Scène

Le Songe d’une nuit d’été : Rêve éveillé

Après 24 ans de relectures souvent audacieuses des grands textes de Dostoïevski, Rilke, Kafka et autres géants de la littérature universelle, l’équipe de La Veillée se frottera à la fin du mois à un monument qu’elle avait laissé jusqu’à maintenant dans la cour des théâtres institutionnels. William Skakespeare fera bientôt son entrée dans la petite salle de la rue Ontario par le biais du féerique Songe d’une nuit d’été, dans une adaptation du metteur en scène Oleg Kisseliov.

«Pour moi, Le Songe, c’est le rêve amoureux du théâtre. Et dans mon adaptation, j’ai voulu tout mettre en ouvre pour en amplifier la dimension onirique», précise l’homme de théâtre d’origine russe, installé à Montréal depuis quatre ans et demi.

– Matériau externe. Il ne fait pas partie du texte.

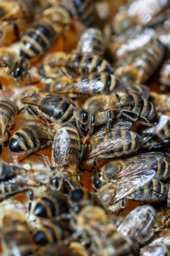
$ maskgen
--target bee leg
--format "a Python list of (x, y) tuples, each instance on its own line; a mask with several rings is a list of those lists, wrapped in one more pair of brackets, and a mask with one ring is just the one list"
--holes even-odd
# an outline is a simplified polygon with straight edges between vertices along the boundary
[(108, 116), (108, 121), (106, 122), (105, 125), (105, 132), (108, 133), (110, 129), (111, 129), (111, 124), (112, 124), (112, 111), (109, 110), (107, 114)]
[(94, 126), (95, 126), (95, 115), (91, 115), (91, 119), (90, 119), (90, 129), (89, 129), (89, 135), (91, 135), (94, 130)]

Évidemment, Kisseliov ne sera pas le premier – ni le dernier – metteur en scène contemporain dont l’imaginaire aura été titillé par cette comédie aux accents magiques et sensuels: les visions érotiques et aquatiques de Robert Lepage – piscine à l’appui – sont encore fraîches à la mémoire de ceux qui ont été éclaboussés par sa transposition du texte, au Trident, il y a trois ans.

Oleg Kisseliov, loin de ce faste scénographique, jouera quant à lui sur d’autres cordes pour surprendre le spectateur. «Dans la pièce de Shakespeare, des comédiens amateurs préparent une pièce de théâtre en marge des chassés-croisés amoureux. Avec ma relecture, je place à l’avant-plan cette idée de la représentation du théâtre dans le théâtre afin de montrer le miracle de la fiction qui s’entremêle à la réalité. Et pour amener le public à vivre la fusion des deux, je me permets de permuter les scènes et les répliques, de changer le profil de certains personnages et de situer l’action dans un théâtre désaffecté plutôt que dans une forêt.»

Un traitement qui s’annonce «métamorphosant», donc, pour le texte shakespearien. Rien de très étonnant de la part d’un metteur en scène qui a peaufiné son approche du théâtre expérimental dans sa propre troupe moscovite au cours des années 80, et au sein du Théâtre Koy Koy de Montréal, depuis quatre ans.

Pour créer sa «polyphonie des voix et des corps» – axée sur le délire d’un metteur en scène qui voit apparaître Obéron, Titania, le lutin Puck et leur joyeuse bande dans son ancien théâtre -, Kisseliov comptera sur une distribution d’une douzaine d’acteurs. Une majorité de jeunes comédiens de la relève (Pascal Auclair, Noémie Godin-Vigneau, Patrice Savard et Michel-André Cardin, entre autres) y côtoieront des acteurs aguerris tels Reynald Bouchard et la Russe Maria Monakhova.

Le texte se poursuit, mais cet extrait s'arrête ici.